Discretion in the enforcement of immigration law embraces immediate human concerns. Unauthorized workers trying to support their families, for example, likely pose less danger than alien smugglers or aliens who commit a serious crime. The equities of an individual case may turn on many factors, including whether the alien has children born in the United States, long ties to the community, or a record of distinguished military service. Some discretionary decisions involve policy choices that bear on this Nation’s international relations. Returning an alien to his own country may be deemed inappropriate even where he has committed a removable offense or fails to meet the criteria for admission. The foreign state maybe mired in civil war, complicit in political persecution, or enduring conditions that create a real risk that the alien or his family will be harmed upon return. The dynamic nature of relations with other countries requires the Executive Branch to ensure that enforcement policies are consistent with this Nation’s foreign policy with respect to these and other realities.

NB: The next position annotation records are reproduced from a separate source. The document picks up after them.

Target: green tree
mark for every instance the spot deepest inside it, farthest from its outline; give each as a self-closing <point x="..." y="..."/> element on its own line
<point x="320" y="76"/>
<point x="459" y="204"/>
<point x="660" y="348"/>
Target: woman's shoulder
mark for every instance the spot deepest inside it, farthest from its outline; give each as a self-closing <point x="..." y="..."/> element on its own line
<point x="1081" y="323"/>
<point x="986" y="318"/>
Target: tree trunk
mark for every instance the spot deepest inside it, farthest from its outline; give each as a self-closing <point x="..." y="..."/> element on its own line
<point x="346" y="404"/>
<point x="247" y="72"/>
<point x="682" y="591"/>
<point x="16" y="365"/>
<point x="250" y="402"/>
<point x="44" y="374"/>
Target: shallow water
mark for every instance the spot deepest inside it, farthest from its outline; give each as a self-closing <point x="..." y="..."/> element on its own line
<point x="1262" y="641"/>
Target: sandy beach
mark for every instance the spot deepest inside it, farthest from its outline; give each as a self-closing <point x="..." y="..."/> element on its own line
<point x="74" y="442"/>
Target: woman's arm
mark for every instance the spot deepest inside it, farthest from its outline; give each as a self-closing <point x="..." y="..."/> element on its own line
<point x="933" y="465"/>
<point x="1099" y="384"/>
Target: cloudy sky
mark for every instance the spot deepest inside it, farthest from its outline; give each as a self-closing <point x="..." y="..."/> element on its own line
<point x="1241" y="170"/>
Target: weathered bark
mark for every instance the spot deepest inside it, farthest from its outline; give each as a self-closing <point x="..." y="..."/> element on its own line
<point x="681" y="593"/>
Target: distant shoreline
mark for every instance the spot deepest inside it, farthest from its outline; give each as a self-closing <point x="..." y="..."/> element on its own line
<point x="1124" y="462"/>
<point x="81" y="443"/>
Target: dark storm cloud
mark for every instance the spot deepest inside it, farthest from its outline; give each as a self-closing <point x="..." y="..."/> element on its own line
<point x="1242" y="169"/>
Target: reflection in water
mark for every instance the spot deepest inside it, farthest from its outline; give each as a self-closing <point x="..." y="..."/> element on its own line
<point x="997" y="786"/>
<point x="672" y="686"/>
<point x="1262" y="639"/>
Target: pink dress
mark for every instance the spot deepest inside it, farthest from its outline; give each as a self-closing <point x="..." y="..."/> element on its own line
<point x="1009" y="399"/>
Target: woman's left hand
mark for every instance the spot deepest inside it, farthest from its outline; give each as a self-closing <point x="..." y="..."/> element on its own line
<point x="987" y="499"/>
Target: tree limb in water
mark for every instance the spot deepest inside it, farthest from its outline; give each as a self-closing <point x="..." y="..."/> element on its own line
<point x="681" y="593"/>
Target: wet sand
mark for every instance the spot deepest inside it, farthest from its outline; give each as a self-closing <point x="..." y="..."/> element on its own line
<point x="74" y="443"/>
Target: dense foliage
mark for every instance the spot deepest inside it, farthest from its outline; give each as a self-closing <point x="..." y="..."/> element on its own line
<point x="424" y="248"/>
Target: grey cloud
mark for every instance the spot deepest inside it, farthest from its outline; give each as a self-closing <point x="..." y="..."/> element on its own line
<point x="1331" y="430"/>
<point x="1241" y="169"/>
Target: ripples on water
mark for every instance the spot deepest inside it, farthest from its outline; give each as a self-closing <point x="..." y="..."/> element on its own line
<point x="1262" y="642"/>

Arizona v. USA, supra, Slip Op. at pages 4-5.

Although the Supreme Court struck down all of the other provisions of Arizona’s SB 1070, it narrowly upheld 2(B), the “show me your papers” law, which requires state officers to make “a reasonable attempt….to determine the immigration status” of any person they stop, detain, or arrest on some other legitimate basis if “reasonable suspicion exists that the person is an alien and is unlawfully present in the United States.” Section 2(B) further provides that “[a]ny person who is arrested shall have the person’s immigration status determined before the person is released.” The Supreme Court upheld the provision, for now, since it had not taken effect, but cautioned that a person’s detention under an Arizona provision cannot be prolonged because the state cannot readily determine this person’s immigration status.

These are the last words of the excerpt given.